Northeastern Section - 57th Annual Meeting - 2022

Paper No. 2-8
Presentation Time: 10:55 AM

THE HIDDEN WORLD OF K-FELDSPARS: DO WE REALLY KNOW WHAT WE ARE DATING?


GHANEM, Hind, Department of Geology, The University of Jordan, Amman, 11942, Jordan, BISH, David L., Department of Earth and Atmospheric Sciences, Indiana University, 1001 East 10th Street, Bloomington, IN 47405, KUNK, Michael J., US Geological Survey, MS 926A, National Center, Reston, VA 20192, LUDMAN, Allan, School of Earth and Environmental Sciences, Queens College, City University of New York, 65-30 Kissena Boulevard, Flushing, NY 11367 and WINTSCH, Robert P., Earth and Environmental Sciences, Wesleyan University, 265 Church St, Middletown, CT 06459

Ten K-feldspar samples from the Devonian Mattamiscontis Mountain, Seboeis Lake, Center Pond, and Passadumkeag River plutons in east-central Maine were dated using the 40Ar/39Ar method. Step-heating experiments conducted on these separates produced climbing age spectra from ~190-225 to ~350 Ma that would typically be interpreted to reflect slow regional cooling following Acadian metamorphism.
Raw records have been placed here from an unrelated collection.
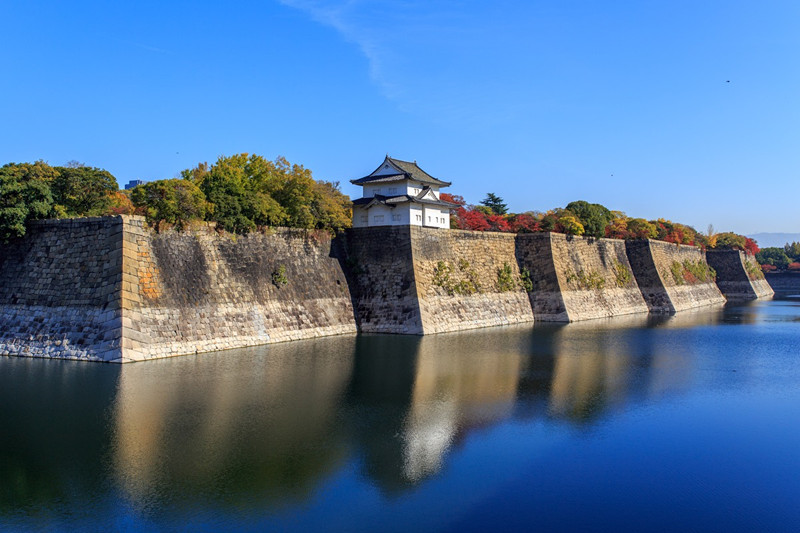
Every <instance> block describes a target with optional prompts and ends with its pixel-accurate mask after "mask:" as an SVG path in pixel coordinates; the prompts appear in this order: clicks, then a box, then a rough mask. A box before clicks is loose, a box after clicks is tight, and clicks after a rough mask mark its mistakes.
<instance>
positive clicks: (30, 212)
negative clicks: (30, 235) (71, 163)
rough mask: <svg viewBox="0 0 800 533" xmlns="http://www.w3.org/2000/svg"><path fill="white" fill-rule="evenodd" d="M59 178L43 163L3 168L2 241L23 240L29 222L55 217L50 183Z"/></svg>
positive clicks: (29, 163) (27, 164)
However, the maximum ages of K-feldspar show a range of more than 50 m.y. both regionally and among samples from the same pluton. This range of ages suggests that factors other than slow cooling have affected the age spectra. X-ray powder diffraction (XRD) analyses of the K-feldspar separates reveal that each sample contains K-feldspar of at least two structural states and that polymorph content varies among the samples. Most K-feldspar grains display optically clear domains with Carlsbad twinning. These domains are brightly luminescent in cathodoluminescence (CL) imaging and are cut by darkly or non-luminescent domains and veins of multiple generations of secondary K-feldspar. These younger K-feldspar populations (1) tend to be turbid with abundant fluid inclusions recording microporosity; (2) may display tartan twinning; and (3) are commonly associated with albite intergrowths in different textural settings and with a variety of sizes and periodicity. Coexisting magmatic plagioclase grains and albite inclusions in K-feldspar are luminescent. In contrast, most secondary albite veins and patches contain abundant fluid inclusions, are non-luminescent, and contain cracks with micrometer size euhedral muscovite grains. These albite intergrowth textures and their association with secondary K-feldspar domains suggest the replacement of magmatic feldspars by multiple populations of secondary K-feldspar, albite, and muscovite. These results show that these samples are ill suited for applying the Multi-Diffusion Domain model. On the contrary, the ~350 Ma apparent ages of the high-temperature steps are most easily interpreted as regional cooling ages following cooling of the Devonian pluton hosts. The range of apparent ages in the low-temperature steps probably reflects the times of secondary K-feldspar and muscovite crystallization during known Early Mesozoic magmatic and tectonic events.